The brief
The Tiguan had an unusual squealing sound and the engine running hot, and the owner was prudent to bring it in for a diagnosis rather than press on, an overheating engine can do real damage. A squeal plus overheating together points at the coolant pump. The coolant pump circulates coolant through the engine and the radiator so the heat goes somewhere, and on this engine the pump comes as a module with the thermostat. When the pump's bearing wears it gets noisy, that's the squeal, and as it goes the impeller stops moving enough water, so the engine overheats. A failing pump only gets worse, and an overheat can cost a head gasket, so it needs replacing as the module, with the thermostat that goes with it.
The diagnosis
A check of the cooling system traced the squeal and the overheating to the coolant pump module, the bearing rough and noisy and the impeller not moving water properly, so the engine couldn't shed heat.

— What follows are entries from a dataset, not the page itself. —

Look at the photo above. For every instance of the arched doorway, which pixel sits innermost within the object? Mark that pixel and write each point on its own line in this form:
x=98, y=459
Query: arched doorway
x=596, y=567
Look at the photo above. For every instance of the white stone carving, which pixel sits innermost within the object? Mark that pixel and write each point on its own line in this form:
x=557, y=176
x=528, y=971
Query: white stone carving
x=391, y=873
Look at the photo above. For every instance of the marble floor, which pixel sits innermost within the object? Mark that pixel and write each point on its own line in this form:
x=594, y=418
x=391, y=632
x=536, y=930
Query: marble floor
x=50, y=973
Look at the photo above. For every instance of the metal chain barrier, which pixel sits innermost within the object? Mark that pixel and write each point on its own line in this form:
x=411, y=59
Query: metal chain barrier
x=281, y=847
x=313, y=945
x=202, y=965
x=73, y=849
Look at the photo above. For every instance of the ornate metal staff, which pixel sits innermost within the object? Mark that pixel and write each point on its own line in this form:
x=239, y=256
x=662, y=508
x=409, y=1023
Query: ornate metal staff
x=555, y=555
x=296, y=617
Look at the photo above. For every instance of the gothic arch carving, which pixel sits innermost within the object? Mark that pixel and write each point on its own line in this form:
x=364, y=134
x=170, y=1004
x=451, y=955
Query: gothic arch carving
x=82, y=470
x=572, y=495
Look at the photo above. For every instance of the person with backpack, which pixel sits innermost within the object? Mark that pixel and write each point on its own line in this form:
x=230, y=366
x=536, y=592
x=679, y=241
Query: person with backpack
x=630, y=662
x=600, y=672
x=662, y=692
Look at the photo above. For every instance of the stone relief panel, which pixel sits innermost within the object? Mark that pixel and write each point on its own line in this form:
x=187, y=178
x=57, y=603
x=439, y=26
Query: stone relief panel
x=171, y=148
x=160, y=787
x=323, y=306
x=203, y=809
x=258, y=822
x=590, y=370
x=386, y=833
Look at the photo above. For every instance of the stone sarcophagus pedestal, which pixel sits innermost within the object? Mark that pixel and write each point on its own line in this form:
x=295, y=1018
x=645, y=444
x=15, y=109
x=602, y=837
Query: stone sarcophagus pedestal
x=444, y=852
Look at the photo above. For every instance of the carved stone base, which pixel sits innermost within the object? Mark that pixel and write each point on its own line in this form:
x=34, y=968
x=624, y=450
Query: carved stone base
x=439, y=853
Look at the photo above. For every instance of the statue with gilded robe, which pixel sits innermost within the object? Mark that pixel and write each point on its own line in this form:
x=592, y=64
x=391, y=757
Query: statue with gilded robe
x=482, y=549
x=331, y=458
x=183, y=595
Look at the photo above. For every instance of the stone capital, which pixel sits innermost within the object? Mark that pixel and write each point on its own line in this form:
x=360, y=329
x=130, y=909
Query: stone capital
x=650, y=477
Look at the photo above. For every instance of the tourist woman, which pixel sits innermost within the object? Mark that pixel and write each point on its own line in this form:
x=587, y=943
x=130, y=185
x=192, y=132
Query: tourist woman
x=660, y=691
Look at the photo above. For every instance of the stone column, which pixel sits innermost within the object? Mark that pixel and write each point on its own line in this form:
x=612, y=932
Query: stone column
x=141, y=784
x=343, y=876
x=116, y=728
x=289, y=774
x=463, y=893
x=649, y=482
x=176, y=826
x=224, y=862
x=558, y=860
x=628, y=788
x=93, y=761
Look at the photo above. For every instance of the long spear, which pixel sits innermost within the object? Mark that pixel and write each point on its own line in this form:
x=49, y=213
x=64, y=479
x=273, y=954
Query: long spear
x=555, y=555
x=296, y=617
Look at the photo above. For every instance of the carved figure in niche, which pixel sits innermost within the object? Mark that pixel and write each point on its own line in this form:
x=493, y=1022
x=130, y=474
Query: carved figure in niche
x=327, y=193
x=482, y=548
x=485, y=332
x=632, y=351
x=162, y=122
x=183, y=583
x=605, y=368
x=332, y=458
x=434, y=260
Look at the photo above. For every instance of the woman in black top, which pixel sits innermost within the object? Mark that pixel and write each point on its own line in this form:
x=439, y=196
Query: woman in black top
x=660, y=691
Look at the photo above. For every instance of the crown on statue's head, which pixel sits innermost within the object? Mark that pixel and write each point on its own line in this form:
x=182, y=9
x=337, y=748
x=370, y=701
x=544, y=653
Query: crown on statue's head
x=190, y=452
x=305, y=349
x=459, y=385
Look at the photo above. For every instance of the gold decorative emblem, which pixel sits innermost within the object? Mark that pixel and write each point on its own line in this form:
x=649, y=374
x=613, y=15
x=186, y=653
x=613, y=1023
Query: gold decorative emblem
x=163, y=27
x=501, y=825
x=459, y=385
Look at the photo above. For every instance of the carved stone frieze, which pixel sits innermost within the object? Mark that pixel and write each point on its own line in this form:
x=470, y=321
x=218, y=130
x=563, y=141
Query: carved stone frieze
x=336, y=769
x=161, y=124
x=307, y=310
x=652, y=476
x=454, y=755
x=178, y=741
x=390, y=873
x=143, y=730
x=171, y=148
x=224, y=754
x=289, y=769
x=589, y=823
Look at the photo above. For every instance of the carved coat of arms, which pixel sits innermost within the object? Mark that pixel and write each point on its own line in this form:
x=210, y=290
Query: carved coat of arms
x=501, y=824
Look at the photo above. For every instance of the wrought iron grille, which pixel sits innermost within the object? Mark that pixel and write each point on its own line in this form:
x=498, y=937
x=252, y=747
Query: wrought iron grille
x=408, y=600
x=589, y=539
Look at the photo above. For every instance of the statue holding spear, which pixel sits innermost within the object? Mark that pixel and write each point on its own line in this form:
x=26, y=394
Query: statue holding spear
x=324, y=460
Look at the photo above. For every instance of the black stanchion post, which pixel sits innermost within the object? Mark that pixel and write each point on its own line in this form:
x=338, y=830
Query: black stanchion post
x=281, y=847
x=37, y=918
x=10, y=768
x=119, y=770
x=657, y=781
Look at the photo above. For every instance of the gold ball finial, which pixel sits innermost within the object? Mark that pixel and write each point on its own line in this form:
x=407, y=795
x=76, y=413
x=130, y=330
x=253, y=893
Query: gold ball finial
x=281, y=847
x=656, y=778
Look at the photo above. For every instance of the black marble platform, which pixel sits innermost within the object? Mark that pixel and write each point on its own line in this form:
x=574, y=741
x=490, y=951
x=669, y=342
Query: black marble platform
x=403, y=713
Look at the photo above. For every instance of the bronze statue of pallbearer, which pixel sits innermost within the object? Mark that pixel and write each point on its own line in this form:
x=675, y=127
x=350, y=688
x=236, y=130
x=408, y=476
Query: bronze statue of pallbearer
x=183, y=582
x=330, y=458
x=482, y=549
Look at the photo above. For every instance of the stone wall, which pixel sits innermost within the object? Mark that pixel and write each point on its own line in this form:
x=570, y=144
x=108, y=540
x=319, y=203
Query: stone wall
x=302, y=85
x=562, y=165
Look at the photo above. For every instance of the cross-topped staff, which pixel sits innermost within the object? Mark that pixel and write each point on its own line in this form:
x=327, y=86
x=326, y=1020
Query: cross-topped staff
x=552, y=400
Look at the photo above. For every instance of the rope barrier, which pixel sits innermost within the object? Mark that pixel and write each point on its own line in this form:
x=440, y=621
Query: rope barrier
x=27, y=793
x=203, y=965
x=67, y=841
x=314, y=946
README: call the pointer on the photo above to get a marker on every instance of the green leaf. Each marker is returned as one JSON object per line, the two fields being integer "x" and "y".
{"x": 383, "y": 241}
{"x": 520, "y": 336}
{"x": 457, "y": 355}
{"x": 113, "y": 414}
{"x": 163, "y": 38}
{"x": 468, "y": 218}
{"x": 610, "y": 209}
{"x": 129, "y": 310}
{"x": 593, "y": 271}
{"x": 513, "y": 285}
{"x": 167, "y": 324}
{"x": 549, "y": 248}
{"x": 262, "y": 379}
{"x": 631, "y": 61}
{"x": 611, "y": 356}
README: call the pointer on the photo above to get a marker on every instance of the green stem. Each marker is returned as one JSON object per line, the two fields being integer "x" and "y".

The radiator, the hoses, the drive belt and the rest of the system checked out. That's a pump module replacement, with the integrated thermostat going along with it and a fresh seal, rather than chasing a noise and a heat problem that are only going to get worse.
The work
The cooling system was drained, the old coolant pump and thermostat module removed, and a new genuine VW-spec module fitted with a fresh seal and the drive belt set back up properly. The system was refilled with the correct VW coolant, the air bled out the proper way so no pockets were left, and held under pressure to confirm the seals were dry. A road test confirmed the squeal was gone, the gauge sat steady through traffic and at speed, and no overheating.
The outcome
No more squealing, the gauge steady, no coolant loss, the engine warming up on time, and no overheating. The Tiguan went home with the cooling system circulating properly again. A coolant pump with a rough bearing squeals and then fails, and the failure is an overheat that can take the head gasket, so changing the module kept it to a tidy job.